Frank Capra’s Why We Fight was a series of seven hour-long documentaries released between 1942 and 1945 that explained to the general public the origins of the Second World War and America’s place in it. Not surprisingly, the movies framed the conflict using an overly simplistic ‘good versus evil’ narrative that frequently glossed over some rather inconvenient truths, namely that the Allies were aiding a totalitarian dictatorship in Moscow as murderous as the Third Reich. Individual episodes deal with specific aspects of the struggle such as the rise of Nazism, the fall of France, the Battle of Britain, the invasion of Russia and Japanese aggression in China. By VE Day, more than 54 million Americans had seen the Why We Fight series. One of the films, Prelude to War, even won an Academy Award for Best Documentary.

SIDEBAR

Life Goes On — The Propaganda Epic Nobody Saw

War ravaged Berlin was the setting for the unfinished Nazi epic Life Goes On.
War ravaged Berlin was the setting for the unfinished Nazi epic Life Goes On.

LITTLE EXPENSE WAS spared on Joseph Goebbels’ feel-good epic about plucky Berliners standing firm in the face of Allied bombing. Described as Third Reich’s answer to Mrs. Miniver, the regime pulled in the hottest stars of Nazi Germany to appear in the movie. Unable to shoot on location in the capital because of the growing mountains of rubble, filmmakers spent millions reproducing whole city blocks on a sound stage, complete with legions of extras (played, ironically enough, by concentration camp inmates) Filming, which began in late 1944, faced constant disruptions due to widespread power outages, shortages of manpower and even the advance of Soviet troops. The picture was never finished and stands as one of the lost cinematic curiosities of World War Two. Read the full story about the film here.
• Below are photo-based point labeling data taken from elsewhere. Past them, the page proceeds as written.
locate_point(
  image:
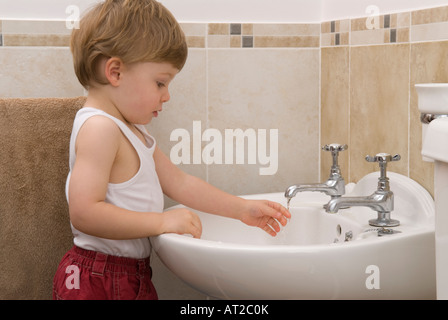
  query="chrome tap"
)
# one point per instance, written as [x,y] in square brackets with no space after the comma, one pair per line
[382,200]
[334,186]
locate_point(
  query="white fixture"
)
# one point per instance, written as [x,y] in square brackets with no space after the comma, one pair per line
[433,105]
[317,255]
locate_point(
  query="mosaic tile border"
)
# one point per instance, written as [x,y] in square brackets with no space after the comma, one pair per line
[414,26]
[404,27]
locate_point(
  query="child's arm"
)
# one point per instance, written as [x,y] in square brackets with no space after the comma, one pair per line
[96,149]
[198,194]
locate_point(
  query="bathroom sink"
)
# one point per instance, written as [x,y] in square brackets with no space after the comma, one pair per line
[317,255]
[432,98]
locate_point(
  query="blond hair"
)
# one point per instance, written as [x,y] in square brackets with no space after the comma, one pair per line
[132,30]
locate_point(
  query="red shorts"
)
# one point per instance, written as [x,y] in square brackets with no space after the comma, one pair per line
[91,275]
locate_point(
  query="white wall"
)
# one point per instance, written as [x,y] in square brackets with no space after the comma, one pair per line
[286,11]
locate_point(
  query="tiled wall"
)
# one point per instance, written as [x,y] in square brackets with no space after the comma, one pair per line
[239,72]
[338,81]
[368,99]
[237,76]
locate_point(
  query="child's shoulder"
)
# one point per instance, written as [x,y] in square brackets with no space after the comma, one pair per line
[99,128]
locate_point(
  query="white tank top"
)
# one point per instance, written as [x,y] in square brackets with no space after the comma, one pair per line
[141,193]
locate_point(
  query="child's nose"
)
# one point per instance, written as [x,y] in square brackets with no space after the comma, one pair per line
[166,96]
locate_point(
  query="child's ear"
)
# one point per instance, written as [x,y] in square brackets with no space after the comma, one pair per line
[112,70]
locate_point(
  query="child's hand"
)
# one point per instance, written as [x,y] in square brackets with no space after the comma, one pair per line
[182,221]
[266,215]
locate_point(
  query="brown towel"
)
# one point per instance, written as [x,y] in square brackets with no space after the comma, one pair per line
[34,223]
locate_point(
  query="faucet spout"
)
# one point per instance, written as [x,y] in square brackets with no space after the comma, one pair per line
[333,188]
[380,201]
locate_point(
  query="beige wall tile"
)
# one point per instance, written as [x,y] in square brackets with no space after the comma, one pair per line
[431,15]
[379,100]
[218,28]
[286,99]
[335,105]
[285,41]
[34,40]
[35,27]
[38,72]
[429,32]
[261,29]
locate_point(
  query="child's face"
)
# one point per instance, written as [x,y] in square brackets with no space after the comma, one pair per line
[143,89]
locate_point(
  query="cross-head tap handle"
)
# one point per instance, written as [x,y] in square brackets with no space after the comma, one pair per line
[383,159]
[335,148]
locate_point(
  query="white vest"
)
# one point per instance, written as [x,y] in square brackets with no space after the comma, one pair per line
[141,193]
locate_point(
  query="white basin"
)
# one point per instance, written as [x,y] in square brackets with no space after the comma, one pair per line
[432,98]
[309,258]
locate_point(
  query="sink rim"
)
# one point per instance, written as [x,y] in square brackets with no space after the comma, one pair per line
[432,85]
11 thoughts on “A Call To Arms — Nine of History’s Most Famous Wartime Propaganda Films

  1. I found the author, admin, to display an amazing lack of cinema and historical background. I found admin’s political bases more evident than any thoughtful or insightful background. In 1968 the American people rejected Johnson not because they turned against the war but turned against a no win strategy which might have occurred to the author if they realized that Nixon won in 1968 not as a dove. Wayne’s picture was no masterpiece but did show the war was orchestrated from Hanoi and Moscow not as we were told at the time was it a civil war.

    I also found the more ridiculous aspects of the allied WW2 films to have been glossed over. Every Nazi was a beast, one especially awful picture, I believe it was called Red Star, showed Nazi doctors draining the blood of children for use by wounded German soldiers. In another movie with Bogart, I believe it was Passage from Marseilles, when a German vessal sinks there is Bogart machine gunning the helpless German sailors in the water barying “that’s what they deserve.” I believe this is what is called a war crime and Churchill refused to allow the movie to be shown with this scene intact for this reason.

    Wartime movies are awful, I have yet to see one that was anything other than propoganda and in the worst sense of the word.

    1. Sounds like just another message board blowhard in love with the sound of his own voice. I thought it was a good story. Keep calm. Carry on!

  2. I forgot, Egbert helped write that cinema masterpiece Myra Breckinbridge didn’t he? Anyone who could quote him as a cinema expert just couldn’t afford the talents of Michael Moore.

  3. What about Olivier’s Henry V? One that invokes the past, but with its eyes on another invasion of France.

  4. I refuse to believe that you failed to even mention the 1942 Oscar-winning “Casablanca”. Somebody really dropped the ball on this one!

  5. I visit the VA every week. I share a waiting room with the PTSS patients. If you believe you can kill another human being without suffering emotional consequences you are not aware of what war is really like.